I’m flawed. I should have been fitted with braces as a teen but my parents took us to Disney World instead. I supported this decision at the time. But now, I’d rather have the perfect smile.

My arms are unnaturally long. My knuckles drag on the ground as I walk. Most people don’t notice this because I usually cradle a coffee cup in my hands. There’s a clip of me on You Tube as a guest on the British TV show Ready Steady Cook. Move in close to the screen and you may catch it. At one point I reach across the whole of the kitchen for a glass of wine. That wasn’t a camera trick.

But I’m tall. Women like tall guys right?

“You’re a toothpick,” a girl in school told me. “You’re too ungainly,” said another. “A bean pole.”

At the time, manly men were in. I wanted to be Dolph Lundgren.

“You’re an attractive boy,” my Mom said when I was young.

Parents lie to their children.

“Fine,” I said. “But am I sexy?”

“That’s not a proper question to ask your mother.”

“What’s sexy?”

“Tom Jones.”

“Seriously.”

“Seriously. It’s in the way he moves. He’s got a lot of soul for a white man.”

“Is that why you made dad get a perm?”

“No comment. Now get your stuff off the table and get ready for dinner.”

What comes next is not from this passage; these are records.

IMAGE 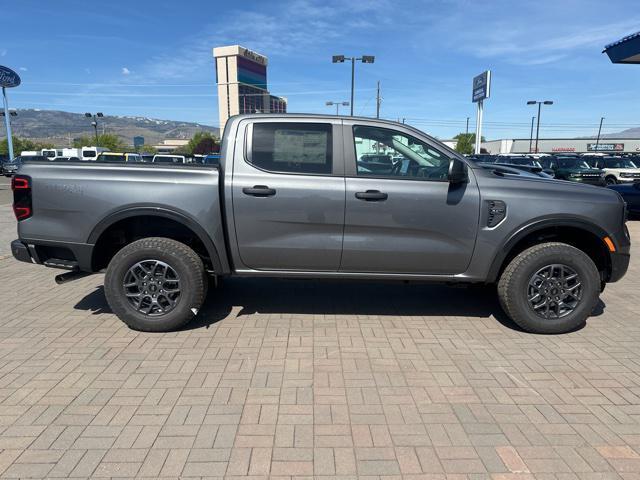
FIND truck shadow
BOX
[74,278,605,333]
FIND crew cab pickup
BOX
[11,114,630,334]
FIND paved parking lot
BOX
[0,206,639,479]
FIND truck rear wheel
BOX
[104,237,206,332]
[497,242,600,334]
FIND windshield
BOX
[605,158,637,169]
[83,150,97,158]
[97,154,126,163]
[557,158,590,169]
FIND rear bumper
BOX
[11,239,33,264]
[11,238,94,271]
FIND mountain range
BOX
[6,109,219,147]
[2,109,638,146]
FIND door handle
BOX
[242,185,276,197]
[355,190,388,201]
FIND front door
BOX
[340,123,480,275]
[232,120,345,271]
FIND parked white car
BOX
[152,154,186,164]
[595,156,640,185]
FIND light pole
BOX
[332,54,375,116]
[529,116,535,153]
[527,100,553,153]
[325,101,349,115]
[595,117,605,150]
[84,112,104,146]
[1,95,18,160]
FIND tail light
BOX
[11,175,32,221]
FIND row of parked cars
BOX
[466,153,640,216]
[1,152,222,176]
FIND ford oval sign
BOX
[0,66,21,88]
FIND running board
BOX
[44,258,79,270]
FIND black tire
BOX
[497,242,600,334]
[605,176,617,186]
[104,237,206,332]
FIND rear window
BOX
[154,156,183,163]
[84,150,97,158]
[97,154,126,163]
[251,122,332,174]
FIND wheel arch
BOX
[487,218,613,283]
[88,207,225,273]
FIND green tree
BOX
[187,131,219,155]
[453,133,485,155]
[0,136,53,156]
[73,134,126,151]
[136,145,157,154]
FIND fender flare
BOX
[486,217,610,282]
[87,206,225,273]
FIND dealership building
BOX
[481,138,640,155]
[213,45,287,128]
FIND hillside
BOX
[602,127,640,139]
[6,109,219,147]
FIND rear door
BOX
[231,119,345,271]
[340,121,480,275]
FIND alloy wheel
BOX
[527,264,582,319]
[123,259,181,316]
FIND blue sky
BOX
[1,0,639,139]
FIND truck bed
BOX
[16,161,227,272]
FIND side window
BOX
[353,125,451,181]
[251,122,332,174]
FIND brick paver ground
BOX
[0,209,639,479]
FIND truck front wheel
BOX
[104,237,206,332]
[497,242,601,334]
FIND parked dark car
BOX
[492,156,554,177]
[609,182,640,217]
[540,156,605,186]
[203,154,221,166]
[3,155,47,176]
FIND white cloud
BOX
[121,67,131,75]
[19,67,28,71]
[0,49,6,57]
[136,0,393,80]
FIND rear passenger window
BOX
[251,123,332,174]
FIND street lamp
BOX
[325,101,349,115]
[332,54,375,116]
[85,112,104,146]
[595,117,605,150]
[527,100,553,153]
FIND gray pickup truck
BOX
[11,114,630,334]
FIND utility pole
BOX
[376,81,381,119]
[595,117,605,150]
[465,117,469,135]
[529,116,535,153]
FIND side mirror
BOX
[448,158,468,184]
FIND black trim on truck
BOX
[87,207,227,274]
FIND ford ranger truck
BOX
[11,114,630,334]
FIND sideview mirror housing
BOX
[448,158,468,184]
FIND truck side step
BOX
[44,258,79,270]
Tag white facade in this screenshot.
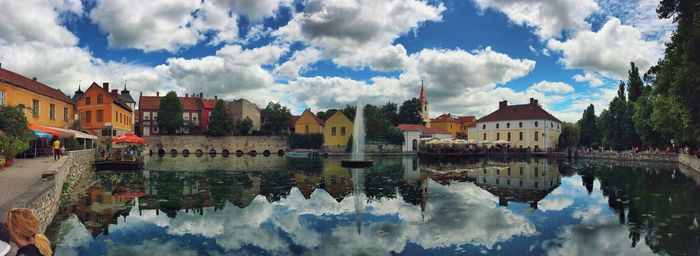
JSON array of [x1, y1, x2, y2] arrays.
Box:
[[474, 119, 561, 149], [401, 130, 451, 152]]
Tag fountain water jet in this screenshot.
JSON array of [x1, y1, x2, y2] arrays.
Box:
[[341, 99, 373, 167]]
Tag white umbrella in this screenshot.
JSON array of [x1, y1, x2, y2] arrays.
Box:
[[495, 139, 511, 144]]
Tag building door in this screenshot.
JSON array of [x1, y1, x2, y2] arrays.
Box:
[[412, 139, 418, 151]]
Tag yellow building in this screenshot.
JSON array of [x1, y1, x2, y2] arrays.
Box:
[[73, 82, 133, 138], [0, 66, 75, 128], [293, 109, 324, 134], [323, 111, 353, 150], [475, 99, 562, 150]]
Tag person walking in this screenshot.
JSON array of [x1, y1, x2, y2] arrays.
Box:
[[52, 139, 61, 160], [0, 208, 53, 256]]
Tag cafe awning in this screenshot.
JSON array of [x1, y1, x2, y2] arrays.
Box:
[[45, 126, 97, 140], [28, 124, 58, 136]]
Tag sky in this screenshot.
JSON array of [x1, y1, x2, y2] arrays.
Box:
[[0, 0, 676, 121]]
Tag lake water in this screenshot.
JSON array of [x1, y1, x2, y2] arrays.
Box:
[[49, 155, 700, 255]]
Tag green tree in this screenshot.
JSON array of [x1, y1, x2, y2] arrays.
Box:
[[633, 91, 665, 147], [599, 96, 636, 150], [341, 105, 356, 121], [577, 104, 599, 147], [65, 136, 81, 151], [207, 99, 233, 136], [261, 102, 292, 135], [235, 117, 254, 135], [157, 91, 184, 134], [645, 0, 700, 145], [558, 122, 580, 148], [316, 109, 338, 121], [363, 104, 393, 142], [398, 98, 423, 125], [381, 102, 399, 126], [0, 105, 30, 139], [627, 62, 644, 102]]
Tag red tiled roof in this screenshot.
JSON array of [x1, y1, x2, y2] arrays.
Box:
[[202, 99, 217, 109], [398, 124, 450, 134], [138, 94, 202, 111], [477, 101, 561, 123], [0, 67, 73, 104], [457, 116, 476, 123], [291, 115, 300, 124]]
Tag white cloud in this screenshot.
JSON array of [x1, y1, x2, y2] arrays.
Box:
[[547, 18, 663, 79], [275, 0, 445, 70], [596, 0, 676, 43], [155, 44, 286, 101], [274, 47, 323, 79], [573, 72, 604, 87], [538, 197, 574, 212], [473, 0, 599, 39], [529, 81, 575, 94], [225, 0, 292, 21], [543, 223, 655, 256], [0, 0, 82, 46]]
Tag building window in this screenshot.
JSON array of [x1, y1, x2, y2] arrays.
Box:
[[519, 180, 523, 186], [305, 125, 309, 134], [153, 127, 159, 133], [496, 123, 499, 129], [49, 104, 56, 120], [63, 107, 68, 121], [496, 169, 500, 175], [519, 167, 523, 175], [557, 124, 559, 129], [144, 112, 150, 120], [507, 123, 510, 128], [183, 112, 189, 121], [519, 122, 522, 128], [507, 179, 510, 185], [507, 168, 511, 176], [534, 167, 539, 177], [551, 122, 554, 128], [496, 133, 500, 140], [0, 90, 6, 105], [519, 132, 523, 141], [331, 127, 337, 136], [535, 121, 539, 127], [483, 133, 486, 140], [85, 111, 92, 122], [507, 132, 511, 141], [96, 95, 103, 104], [85, 97, 91, 105], [102, 129, 110, 136], [535, 131, 539, 141], [96, 110, 104, 122], [341, 127, 346, 136], [32, 99, 39, 116], [482, 124, 486, 129]]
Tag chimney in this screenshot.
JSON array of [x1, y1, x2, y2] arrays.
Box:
[[156, 92, 160, 97], [529, 98, 535, 105], [533, 99, 538, 106], [499, 100, 508, 109], [111, 89, 119, 97], [0, 63, 2, 69], [214, 95, 218, 100], [199, 92, 203, 98], [103, 82, 109, 91], [32, 77, 37, 81], [185, 93, 188, 98]]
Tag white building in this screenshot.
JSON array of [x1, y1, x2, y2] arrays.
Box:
[[475, 98, 562, 150], [398, 124, 451, 152]]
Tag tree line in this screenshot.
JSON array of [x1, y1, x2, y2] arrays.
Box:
[[563, 0, 699, 150]]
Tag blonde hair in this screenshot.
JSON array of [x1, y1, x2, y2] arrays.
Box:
[[5, 208, 52, 256]]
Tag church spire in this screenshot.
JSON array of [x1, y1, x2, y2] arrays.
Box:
[[419, 80, 430, 127], [419, 80, 426, 100]]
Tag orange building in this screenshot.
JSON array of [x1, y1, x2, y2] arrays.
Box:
[[73, 82, 134, 138], [0, 66, 75, 128], [431, 114, 477, 139]]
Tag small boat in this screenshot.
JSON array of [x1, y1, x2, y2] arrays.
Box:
[[286, 151, 311, 158], [94, 160, 144, 171]]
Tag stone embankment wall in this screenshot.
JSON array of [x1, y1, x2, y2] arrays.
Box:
[[145, 135, 288, 155], [553, 150, 700, 174], [0, 149, 94, 232]]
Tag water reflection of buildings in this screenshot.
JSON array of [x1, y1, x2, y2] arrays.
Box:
[[75, 173, 144, 237], [473, 158, 561, 208]]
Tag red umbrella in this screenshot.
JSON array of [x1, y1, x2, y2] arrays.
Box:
[[111, 133, 146, 144]]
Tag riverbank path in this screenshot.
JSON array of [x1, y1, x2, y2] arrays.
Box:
[[0, 157, 58, 207]]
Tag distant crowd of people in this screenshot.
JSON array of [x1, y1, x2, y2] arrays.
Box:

Later that night I propped a mirror up against the wall in my bedroom and tried to dance like Tom Jones. At first I felt silly but then I kinda got the hang of it. I also noticed my arms didn’t seem as long when I moved around. Thirty years later I’m still trying to move like Tom Jones.

I’m sure you’ve noticed, nearly everyone looks sexier when they’re dancing or working or exercising or just plain moving around.